Towards a decentralized algorithm for mapping network and computational resources for distributed data-flow computations

Towards a decentralized algorithm for mapping network and computational   resources for distributed data-flow computations
Notice: This research summary and analysis were automatically generated using AI technology. For absolute accuracy, please refer to the [Original Paper Viewer] below or the Original ArXiv Source.

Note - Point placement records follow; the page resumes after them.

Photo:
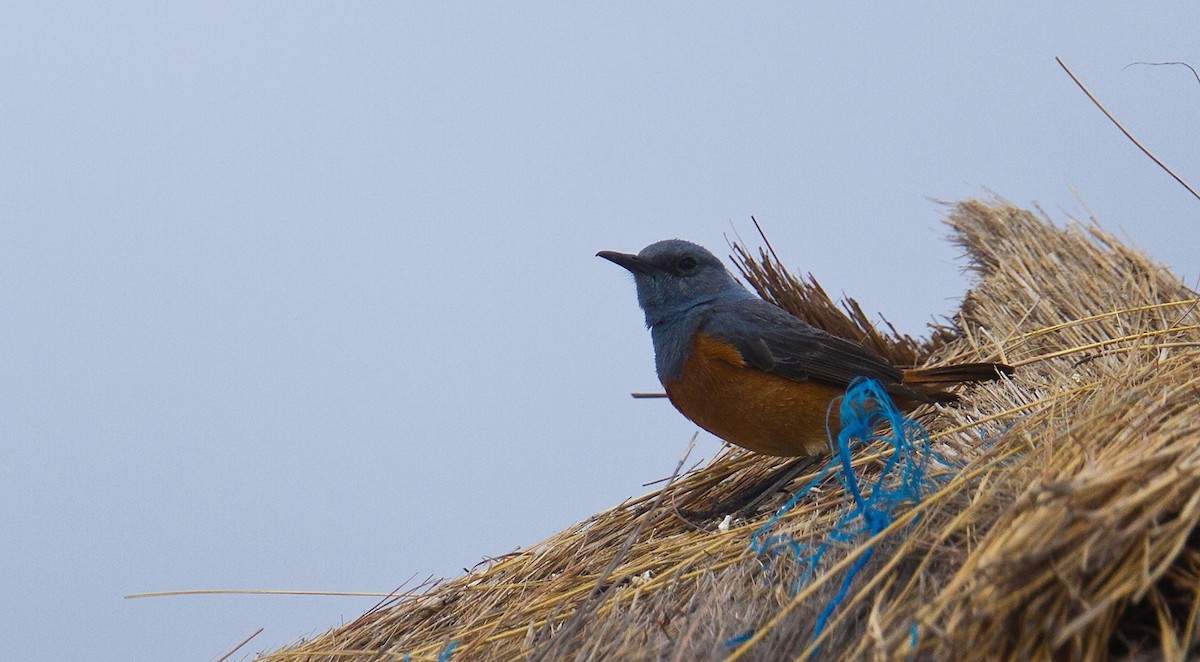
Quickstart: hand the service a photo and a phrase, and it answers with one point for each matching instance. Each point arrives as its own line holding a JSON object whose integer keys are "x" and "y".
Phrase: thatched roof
{"x": 1059, "y": 518}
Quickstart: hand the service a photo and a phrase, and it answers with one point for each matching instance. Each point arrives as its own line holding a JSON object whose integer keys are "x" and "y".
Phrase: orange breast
{"x": 750, "y": 408}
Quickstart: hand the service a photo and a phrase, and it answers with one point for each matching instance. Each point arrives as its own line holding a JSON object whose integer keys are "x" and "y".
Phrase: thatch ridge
{"x": 1063, "y": 525}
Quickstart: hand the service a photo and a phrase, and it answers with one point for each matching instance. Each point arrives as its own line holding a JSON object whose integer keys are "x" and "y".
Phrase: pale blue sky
{"x": 303, "y": 295}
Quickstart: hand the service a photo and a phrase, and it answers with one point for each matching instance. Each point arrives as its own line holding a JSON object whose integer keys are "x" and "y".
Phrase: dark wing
{"x": 774, "y": 341}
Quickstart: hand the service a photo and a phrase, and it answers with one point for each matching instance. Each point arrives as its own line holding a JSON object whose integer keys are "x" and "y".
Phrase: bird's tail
{"x": 957, "y": 373}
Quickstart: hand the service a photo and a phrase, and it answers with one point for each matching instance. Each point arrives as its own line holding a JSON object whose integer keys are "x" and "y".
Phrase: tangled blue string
{"x": 863, "y": 411}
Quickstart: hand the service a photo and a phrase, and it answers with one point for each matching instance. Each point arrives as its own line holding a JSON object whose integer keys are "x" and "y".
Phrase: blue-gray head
{"x": 676, "y": 276}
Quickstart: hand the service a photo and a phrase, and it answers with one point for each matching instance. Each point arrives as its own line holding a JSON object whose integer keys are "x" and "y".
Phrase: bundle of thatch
{"x": 1061, "y": 524}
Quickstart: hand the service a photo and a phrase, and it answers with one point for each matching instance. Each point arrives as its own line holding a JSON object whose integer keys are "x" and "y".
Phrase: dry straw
{"x": 1061, "y": 524}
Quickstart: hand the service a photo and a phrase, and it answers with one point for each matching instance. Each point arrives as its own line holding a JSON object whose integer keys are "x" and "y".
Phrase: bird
{"x": 753, "y": 373}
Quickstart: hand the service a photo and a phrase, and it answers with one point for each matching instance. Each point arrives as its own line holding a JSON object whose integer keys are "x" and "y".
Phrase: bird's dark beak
{"x": 630, "y": 262}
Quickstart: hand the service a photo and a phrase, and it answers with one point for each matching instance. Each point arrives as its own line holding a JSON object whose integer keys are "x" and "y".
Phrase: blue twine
{"x": 445, "y": 654}
{"x": 863, "y": 410}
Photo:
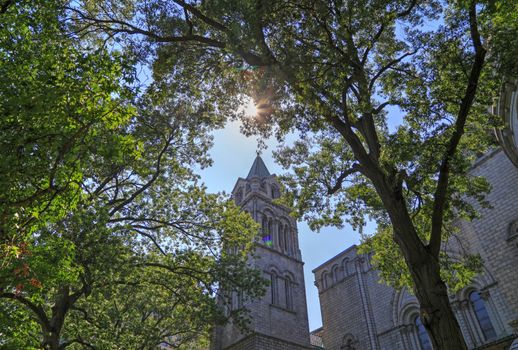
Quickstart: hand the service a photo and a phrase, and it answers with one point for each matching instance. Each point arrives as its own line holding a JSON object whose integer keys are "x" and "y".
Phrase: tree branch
{"x": 338, "y": 183}
{"x": 38, "y": 311}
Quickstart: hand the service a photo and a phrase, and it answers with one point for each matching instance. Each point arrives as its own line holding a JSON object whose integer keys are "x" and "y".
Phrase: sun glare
{"x": 250, "y": 107}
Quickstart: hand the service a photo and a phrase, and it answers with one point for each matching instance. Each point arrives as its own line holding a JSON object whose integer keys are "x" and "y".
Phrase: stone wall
{"x": 359, "y": 312}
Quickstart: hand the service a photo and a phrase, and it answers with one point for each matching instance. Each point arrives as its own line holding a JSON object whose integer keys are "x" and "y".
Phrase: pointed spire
{"x": 258, "y": 169}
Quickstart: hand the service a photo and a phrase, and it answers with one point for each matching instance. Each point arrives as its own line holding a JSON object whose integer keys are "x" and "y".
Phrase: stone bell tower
{"x": 279, "y": 319}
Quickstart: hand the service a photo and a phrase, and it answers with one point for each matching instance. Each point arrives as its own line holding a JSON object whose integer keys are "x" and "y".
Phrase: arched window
{"x": 288, "y": 293}
{"x": 324, "y": 280}
{"x": 266, "y": 233}
{"x": 336, "y": 274}
{"x": 287, "y": 238}
{"x": 424, "y": 340}
{"x": 274, "y": 288}
{"x": 275, "y": 192}
{"x": 282, "y": 238}
{"x": 345, "y": 267}
{"x": 239, "y": 195}
{"x": 479, "y": 307}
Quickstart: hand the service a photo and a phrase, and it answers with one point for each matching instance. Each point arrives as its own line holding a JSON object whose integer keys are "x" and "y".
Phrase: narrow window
{"x": 282, "y": 238}
{"x": 345, "y": 267}
{"x": 424, "y": 340}
{"x": 267, "y": 236}
{"x": 273, "y": 284}
{"x": 286, "y": 239}
{"x": 289, "y": 297}
{"x": 482, "y": 316}
{"x": 324, "y": 280}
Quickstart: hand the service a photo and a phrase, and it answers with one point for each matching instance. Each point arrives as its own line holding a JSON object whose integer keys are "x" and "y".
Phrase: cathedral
{"x": 360, "y": 313}
{"x": 279, "y": 320}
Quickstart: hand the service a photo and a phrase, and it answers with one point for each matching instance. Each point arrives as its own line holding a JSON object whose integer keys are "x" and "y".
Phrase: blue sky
{"x": 233, "y": 155}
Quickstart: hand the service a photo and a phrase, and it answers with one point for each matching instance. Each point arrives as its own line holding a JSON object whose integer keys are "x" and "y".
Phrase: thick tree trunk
{"x": 436, "y": 313}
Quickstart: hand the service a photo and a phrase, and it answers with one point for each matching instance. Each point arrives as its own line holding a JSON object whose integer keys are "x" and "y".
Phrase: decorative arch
{"x": 274, "y": 286}
{"x": 349, "y": 342}
{"x": 335, "y": 272}
{"x": 512, "y": 235}
{"x": 345, "y": 267}
{"x": 325, "y": 279}
{"x": 404, "y": 305}
{"x": 274, "y": 191}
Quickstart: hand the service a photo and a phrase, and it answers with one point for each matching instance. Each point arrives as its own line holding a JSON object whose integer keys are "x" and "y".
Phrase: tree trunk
{"x": 436, "y": 313}
{"x": 51, "y": 341}
{"x": 431, "y": 292}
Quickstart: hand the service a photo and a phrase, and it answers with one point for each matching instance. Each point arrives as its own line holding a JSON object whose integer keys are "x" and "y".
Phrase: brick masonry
{"x": 280, "y": 321}
{"x": 360, "y": 313}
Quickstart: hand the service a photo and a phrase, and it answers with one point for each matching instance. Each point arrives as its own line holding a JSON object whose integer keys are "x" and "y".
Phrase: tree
{"x": 108, "y": 240}
{"x": 330, "y": 70}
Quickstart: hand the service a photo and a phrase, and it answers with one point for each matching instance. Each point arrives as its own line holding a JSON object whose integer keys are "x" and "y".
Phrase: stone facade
{"x": 279, "y": 319}
{"x": 360, "y": 313}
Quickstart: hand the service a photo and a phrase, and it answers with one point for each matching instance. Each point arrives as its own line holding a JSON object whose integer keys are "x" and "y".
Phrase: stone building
{"x": 360, "y": 313}
{"x": 279, "y": 319}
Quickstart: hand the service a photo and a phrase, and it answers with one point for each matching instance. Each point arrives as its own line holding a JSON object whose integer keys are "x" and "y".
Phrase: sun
{"x": 249, "y": 107}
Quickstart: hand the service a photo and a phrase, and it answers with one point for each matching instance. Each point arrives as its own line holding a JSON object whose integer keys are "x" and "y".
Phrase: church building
{"x": 279, "y": 320}
{"x": 360, "y": 313}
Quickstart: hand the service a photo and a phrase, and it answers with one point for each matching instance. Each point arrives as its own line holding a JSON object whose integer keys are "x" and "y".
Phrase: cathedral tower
{"x": 279, "y": 319}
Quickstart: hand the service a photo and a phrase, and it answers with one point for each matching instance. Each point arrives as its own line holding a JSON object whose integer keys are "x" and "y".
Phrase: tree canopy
{"x": 108, "y": 240}
{"x": 334, "y": 72}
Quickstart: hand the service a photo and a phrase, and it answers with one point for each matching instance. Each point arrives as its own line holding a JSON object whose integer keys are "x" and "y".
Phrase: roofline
{"x": 334, "y": 257}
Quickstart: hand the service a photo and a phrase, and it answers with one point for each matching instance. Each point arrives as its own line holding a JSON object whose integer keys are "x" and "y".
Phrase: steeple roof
{"x": 258, "y": 169}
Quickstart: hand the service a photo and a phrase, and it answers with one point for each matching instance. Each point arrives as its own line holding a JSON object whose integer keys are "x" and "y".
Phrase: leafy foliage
{"x": 108, "y": 240}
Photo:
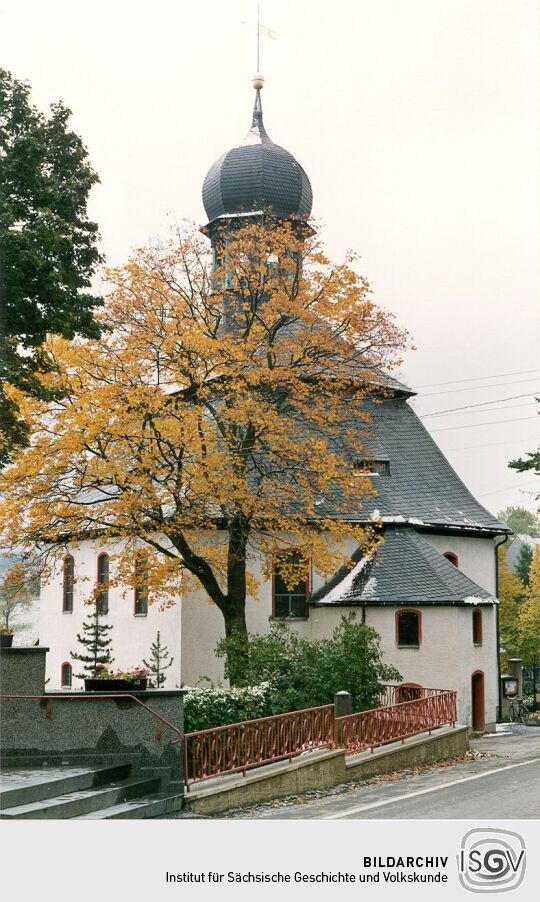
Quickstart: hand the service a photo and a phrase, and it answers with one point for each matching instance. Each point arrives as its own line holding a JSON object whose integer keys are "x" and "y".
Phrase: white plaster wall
{"x": 476, "y": 556}
{"x": 447, "y": 657}
{"x": 131, "y": 635}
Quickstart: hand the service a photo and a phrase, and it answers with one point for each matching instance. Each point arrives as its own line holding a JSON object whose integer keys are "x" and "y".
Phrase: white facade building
{"x": 430, "y": 593}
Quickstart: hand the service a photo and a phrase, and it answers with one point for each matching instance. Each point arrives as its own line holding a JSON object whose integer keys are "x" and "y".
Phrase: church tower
{"x": 255, "y": 179}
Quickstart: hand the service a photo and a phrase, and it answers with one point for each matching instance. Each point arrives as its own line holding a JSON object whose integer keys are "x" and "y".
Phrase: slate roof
{"x": 406, "y": 570}
{"x": 257, "y": 176}
{"x": 422, "y": 488}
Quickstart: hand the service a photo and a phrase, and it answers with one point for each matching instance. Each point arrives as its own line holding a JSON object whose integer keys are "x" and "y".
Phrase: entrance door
{"x": 477, "y": 695}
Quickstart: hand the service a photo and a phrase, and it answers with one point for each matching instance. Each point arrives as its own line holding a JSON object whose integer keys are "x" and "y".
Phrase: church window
{"x": 102, "y": 599}
{"x": 289, "y": 600}
{"x": 66, "y": 675}
{"x": 68, "y": 583}
{"x": 408, "y": 629}
{"x": 141, "y": 586}
{"x": 409, "y": 692}
{"x": 477, "y": 627}
{"x": 371, "y": 467}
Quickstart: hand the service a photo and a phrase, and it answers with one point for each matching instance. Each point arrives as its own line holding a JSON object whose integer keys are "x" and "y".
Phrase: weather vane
{"x": 265, "y": 32}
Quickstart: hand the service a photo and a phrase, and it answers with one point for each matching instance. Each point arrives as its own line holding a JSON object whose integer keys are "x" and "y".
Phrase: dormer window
{"x": 365, "y": 467}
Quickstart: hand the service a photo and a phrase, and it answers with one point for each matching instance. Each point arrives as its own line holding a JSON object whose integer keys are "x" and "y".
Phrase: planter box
{"x": 115, "y": 685}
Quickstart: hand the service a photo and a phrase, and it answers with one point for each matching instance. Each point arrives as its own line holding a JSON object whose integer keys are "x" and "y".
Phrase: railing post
{"x": 342, "y": 704}
{"x": 342, "y": 708}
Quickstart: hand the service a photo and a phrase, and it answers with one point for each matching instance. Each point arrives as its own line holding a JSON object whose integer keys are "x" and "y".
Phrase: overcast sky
{"x": 417, "y": 123}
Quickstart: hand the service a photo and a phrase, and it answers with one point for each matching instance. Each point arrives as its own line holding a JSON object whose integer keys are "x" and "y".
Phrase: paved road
{"x": 506, "y": 785}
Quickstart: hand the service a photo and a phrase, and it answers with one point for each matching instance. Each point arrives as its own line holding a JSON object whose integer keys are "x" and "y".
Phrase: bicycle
{"x": 518, "y": 711}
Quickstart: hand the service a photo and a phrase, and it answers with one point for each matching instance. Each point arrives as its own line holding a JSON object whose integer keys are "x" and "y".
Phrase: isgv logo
{"x": 491, "y": 861}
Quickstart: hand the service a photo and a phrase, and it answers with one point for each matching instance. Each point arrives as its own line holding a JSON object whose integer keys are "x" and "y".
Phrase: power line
{"x": 480, "y": 404}
{"x": 490, "y": 423}
{"x": 476, "y": 378}
{"x": 507, "y": 489}
{"x": 513, "y": 441}
{"x": 452, "y": 391}
{"x": 464, "y": 411}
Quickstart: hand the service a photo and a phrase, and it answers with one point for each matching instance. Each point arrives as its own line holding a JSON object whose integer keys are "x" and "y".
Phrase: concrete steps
{"x": 93, "y": 793}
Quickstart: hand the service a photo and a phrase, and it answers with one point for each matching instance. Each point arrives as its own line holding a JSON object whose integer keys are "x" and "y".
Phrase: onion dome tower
{"x": 256, "y": 178}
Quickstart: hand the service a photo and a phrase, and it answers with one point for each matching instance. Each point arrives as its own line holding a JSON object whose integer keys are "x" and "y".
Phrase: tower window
{"x": 141, "y": 586}
{"x": 66, "y": 675}
{"x": 477, "y": 627}
{"x": 289, "y": 600}
{"x": 102, "y": 599}
{"x": 408, "y": 629}
{"x": 68, "y": 577}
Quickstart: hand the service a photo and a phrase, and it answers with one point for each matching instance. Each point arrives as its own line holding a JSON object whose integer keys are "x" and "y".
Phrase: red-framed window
{"x": 289, "y": 600}
{"x": 66, "y": 675}
{"x": 477, "y": 627}
{"x": 68, "y": 583}
{"x": 408, "y": 628}
{"x": 102, "y": 597}
{"x": 141, "y": 586}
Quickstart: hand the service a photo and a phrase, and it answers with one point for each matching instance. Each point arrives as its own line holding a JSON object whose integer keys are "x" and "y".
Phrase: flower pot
{"x": 92, "y": 685}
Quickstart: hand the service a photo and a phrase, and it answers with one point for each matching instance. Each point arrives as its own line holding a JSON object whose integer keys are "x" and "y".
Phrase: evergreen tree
{"x": 521, "y": 520}
{"x": 511, "y": 591}
{"x": 523, "y": 564}
{"x": 96, "y": 646}
{"x": 529, "y": 615}
{"x": 48, "y": 246}
{"x": 158, "y": 662}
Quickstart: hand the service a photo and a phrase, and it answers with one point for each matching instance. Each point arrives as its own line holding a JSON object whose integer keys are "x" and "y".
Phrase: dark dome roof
{"x": 257, "y": 176}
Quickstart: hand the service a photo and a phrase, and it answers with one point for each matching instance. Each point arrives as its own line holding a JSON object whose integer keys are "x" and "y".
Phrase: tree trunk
{"x": 237, "y": 646}
{"x": 234, "y": 611}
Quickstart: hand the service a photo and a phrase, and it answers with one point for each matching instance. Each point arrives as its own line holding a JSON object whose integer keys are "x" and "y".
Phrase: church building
{"x": 430, "y": 591}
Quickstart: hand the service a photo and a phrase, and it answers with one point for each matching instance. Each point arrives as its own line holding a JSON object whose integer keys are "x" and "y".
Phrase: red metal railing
{"x": 240, "y": 746}
{"x": 378, "y": 726}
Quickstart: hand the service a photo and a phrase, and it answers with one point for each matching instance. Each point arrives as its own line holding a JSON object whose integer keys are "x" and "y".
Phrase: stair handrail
{"x": 106, "y": 695}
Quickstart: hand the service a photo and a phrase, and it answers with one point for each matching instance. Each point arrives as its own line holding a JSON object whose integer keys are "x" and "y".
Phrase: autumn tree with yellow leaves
{"x": 214, "y": 421}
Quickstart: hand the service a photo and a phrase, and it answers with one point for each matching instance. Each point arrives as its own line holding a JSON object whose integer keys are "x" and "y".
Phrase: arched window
{"x": 477, "y": 627}
{"x": 102, "y": 599}
{"x": 409, "y": 692}
{"x": 66, "y": 676}
{"x": 141, "y": 586}
{"x": 408, "y": 629}
{"x": 68, "y": 584}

Several high-throughput distributed data-processing applications require multi-hop processing of streams of data. These applications include continual processing on data streams originating from a network of sensors, composing a multimedia stream through embedding several component streams originating from different locations, etc. These data-flow computing applications require multiple processing nodes interconnected according to the data-flow topology of the application, for on-stream processing of the data. Since the applications usually sustain for a long period, it is important to optimally map the component computations and communications on the nodes and links in the network, fulfilling the capacity constraints and optimizing some quality metric such as end-to-end latency. The mapping problem is unfortunately NP-complete and heuristics have been previously proposed to compute the approximate solution in a centralized way. However, because of the dynamicity of the network, it is practically impossible to aggregate the correct state of the whole network in a single node. In this paper, we present a distributed algorithm for optimal mapping of the components of the data flow applications. We propose several heuristics to minimize the message complexity of the algorithm while maintaining the quality of the solution.


💡 Research Summary

The paper addresses the problem of mapping the components of high‑throughput, multi‑hop data‑flow applications onto a distributed set of computing and network resources. Such applications—e.g., continuous sensor‑stream processing, multimedia stream composition, scientific workflows—require a series of processing nodes arranged according to the data‑flow topology, and they typically run for long periods, making an initial optimal resource allocation crucial.

The authors formalize the problem by defining a data‑flow directed acyclic graph (DAG) G_J = (V_J, E_J) and a resource graph G_R = (V_R, E_R). Each resource node v_R has a processing capacity C_av(v_R) and each resource link e_R has a bandwidth B_av(e_R) together with additive metrics such as latency. Every data‑flow node v_J has a processing requirement C_req(v_J) and each data‑flow edge e_J a bandwidth requirement B_req(e_J). A mapping consists of a vertex mapping M: V_J → V_R (multiple data‑flow vertices may share a resource node) and an edge mapping M_e: E_J → P_R where P_R denotes all possible paths in the resource graph (including zero‑length paths). The mapping must satisfy (1) per‑node capacity constraints, (2) per‑edge bandwidth constraints (the minimum bandwidth along the chosen path must meet the requirement), and (3) an objective such as minimizing total end‑to‑end latency.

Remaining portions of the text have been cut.